Ratings1
Average rating2
This was as much a book about the relationship between a mother and daughter as it was a devastating reflection on the bombing on Nagasaki during WWII. The first part of the book (and several chapters throughout as well) are difficult to get through while Amaterasu recalls desperately searching for her grandson and daughter after the atomic bomb. The descriptions of the bodies of both the dead and the survivors were, at times, almost too much for me and I would have to take a break from the book.
After all their losses Amaterasu and her husband Kenzo decide to leave Japan, the place of too many memories and move out to California. However, despite the distance between California and Japan, sharing the Pacific Ocean with Japan is too much of a connection and they settle in Philadelphia where decades later a man shows up on her doorstep claiming to be her grandson.
From there we do much flip flopping to the past and back to the present through memories and letters Hideo brings with him. Letters he hasn't read himself, but come from his adoptive parents.
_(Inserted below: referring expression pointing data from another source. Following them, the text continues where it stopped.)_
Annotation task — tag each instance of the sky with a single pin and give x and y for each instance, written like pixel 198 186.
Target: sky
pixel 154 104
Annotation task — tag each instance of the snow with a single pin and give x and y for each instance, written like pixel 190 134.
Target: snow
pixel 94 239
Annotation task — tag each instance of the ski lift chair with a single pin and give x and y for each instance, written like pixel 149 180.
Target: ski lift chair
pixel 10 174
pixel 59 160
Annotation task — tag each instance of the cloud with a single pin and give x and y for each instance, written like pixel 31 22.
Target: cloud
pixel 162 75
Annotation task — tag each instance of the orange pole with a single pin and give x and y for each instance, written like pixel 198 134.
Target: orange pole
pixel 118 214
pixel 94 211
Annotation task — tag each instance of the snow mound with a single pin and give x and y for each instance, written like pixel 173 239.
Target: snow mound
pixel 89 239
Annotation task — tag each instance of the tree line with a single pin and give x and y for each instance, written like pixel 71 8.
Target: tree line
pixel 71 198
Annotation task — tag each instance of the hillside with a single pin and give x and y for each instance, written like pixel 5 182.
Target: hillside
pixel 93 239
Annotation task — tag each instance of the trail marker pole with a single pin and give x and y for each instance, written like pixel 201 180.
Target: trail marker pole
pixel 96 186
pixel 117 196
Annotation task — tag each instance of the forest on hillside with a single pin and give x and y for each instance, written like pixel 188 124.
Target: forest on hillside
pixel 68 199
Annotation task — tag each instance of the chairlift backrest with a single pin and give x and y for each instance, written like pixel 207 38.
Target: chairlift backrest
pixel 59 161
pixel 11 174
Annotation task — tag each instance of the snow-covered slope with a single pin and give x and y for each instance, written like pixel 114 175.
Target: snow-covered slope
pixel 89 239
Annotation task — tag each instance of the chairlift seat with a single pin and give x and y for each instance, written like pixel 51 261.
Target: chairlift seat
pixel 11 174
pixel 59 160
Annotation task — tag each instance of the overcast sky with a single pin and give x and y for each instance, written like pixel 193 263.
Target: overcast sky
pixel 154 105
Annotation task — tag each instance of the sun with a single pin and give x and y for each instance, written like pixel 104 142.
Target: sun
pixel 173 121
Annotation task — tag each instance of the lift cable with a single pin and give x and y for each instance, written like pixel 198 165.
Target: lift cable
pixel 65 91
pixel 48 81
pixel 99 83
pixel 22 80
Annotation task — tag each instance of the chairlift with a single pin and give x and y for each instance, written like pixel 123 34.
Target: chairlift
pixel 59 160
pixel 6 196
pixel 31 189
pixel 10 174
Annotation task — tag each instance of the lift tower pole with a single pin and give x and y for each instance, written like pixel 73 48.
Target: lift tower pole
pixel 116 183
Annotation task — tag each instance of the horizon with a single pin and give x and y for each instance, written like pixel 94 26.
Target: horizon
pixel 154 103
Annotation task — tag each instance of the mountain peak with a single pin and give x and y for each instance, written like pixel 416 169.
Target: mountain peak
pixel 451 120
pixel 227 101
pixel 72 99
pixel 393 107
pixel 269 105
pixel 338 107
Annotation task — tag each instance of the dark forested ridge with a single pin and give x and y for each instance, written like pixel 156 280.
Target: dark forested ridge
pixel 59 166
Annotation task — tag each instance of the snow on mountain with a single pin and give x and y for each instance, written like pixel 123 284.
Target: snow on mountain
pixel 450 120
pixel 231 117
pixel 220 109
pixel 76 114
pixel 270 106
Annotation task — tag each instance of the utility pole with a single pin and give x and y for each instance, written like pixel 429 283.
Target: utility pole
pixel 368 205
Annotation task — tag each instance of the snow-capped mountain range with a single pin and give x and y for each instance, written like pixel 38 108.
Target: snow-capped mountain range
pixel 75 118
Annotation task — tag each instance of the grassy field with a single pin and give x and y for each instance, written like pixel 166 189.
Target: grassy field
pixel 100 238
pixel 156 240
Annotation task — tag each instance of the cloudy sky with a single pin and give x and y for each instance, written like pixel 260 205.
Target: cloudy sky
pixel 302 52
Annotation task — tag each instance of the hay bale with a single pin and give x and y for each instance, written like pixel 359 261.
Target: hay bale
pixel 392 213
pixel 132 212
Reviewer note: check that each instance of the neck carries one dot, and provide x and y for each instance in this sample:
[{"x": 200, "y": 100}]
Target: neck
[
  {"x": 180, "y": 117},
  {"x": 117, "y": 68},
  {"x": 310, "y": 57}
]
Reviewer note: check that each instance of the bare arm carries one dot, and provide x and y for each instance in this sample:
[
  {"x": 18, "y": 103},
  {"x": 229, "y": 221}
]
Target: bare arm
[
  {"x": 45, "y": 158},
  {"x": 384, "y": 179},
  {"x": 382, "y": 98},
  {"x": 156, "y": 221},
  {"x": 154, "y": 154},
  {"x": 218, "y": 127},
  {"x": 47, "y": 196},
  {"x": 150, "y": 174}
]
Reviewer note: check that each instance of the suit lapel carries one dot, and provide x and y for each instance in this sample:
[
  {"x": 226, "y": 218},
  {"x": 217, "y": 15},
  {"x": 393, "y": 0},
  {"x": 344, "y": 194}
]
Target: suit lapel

The characters were rich and the story was twisted around itself so much that I felt a little lost at times trying to remember where (in time) she was at and who she was talking to/about.
There is so much regret here and so much pain. It was a hard time to read a book about a Bachan when I just lost mine, but the similarities between Amaterasu and my Bachan were very few. Even though the book is bleak and melancholy it ends with hope for second chances and forgiveness so you're not left feeling like a grey cloud is hovering over you.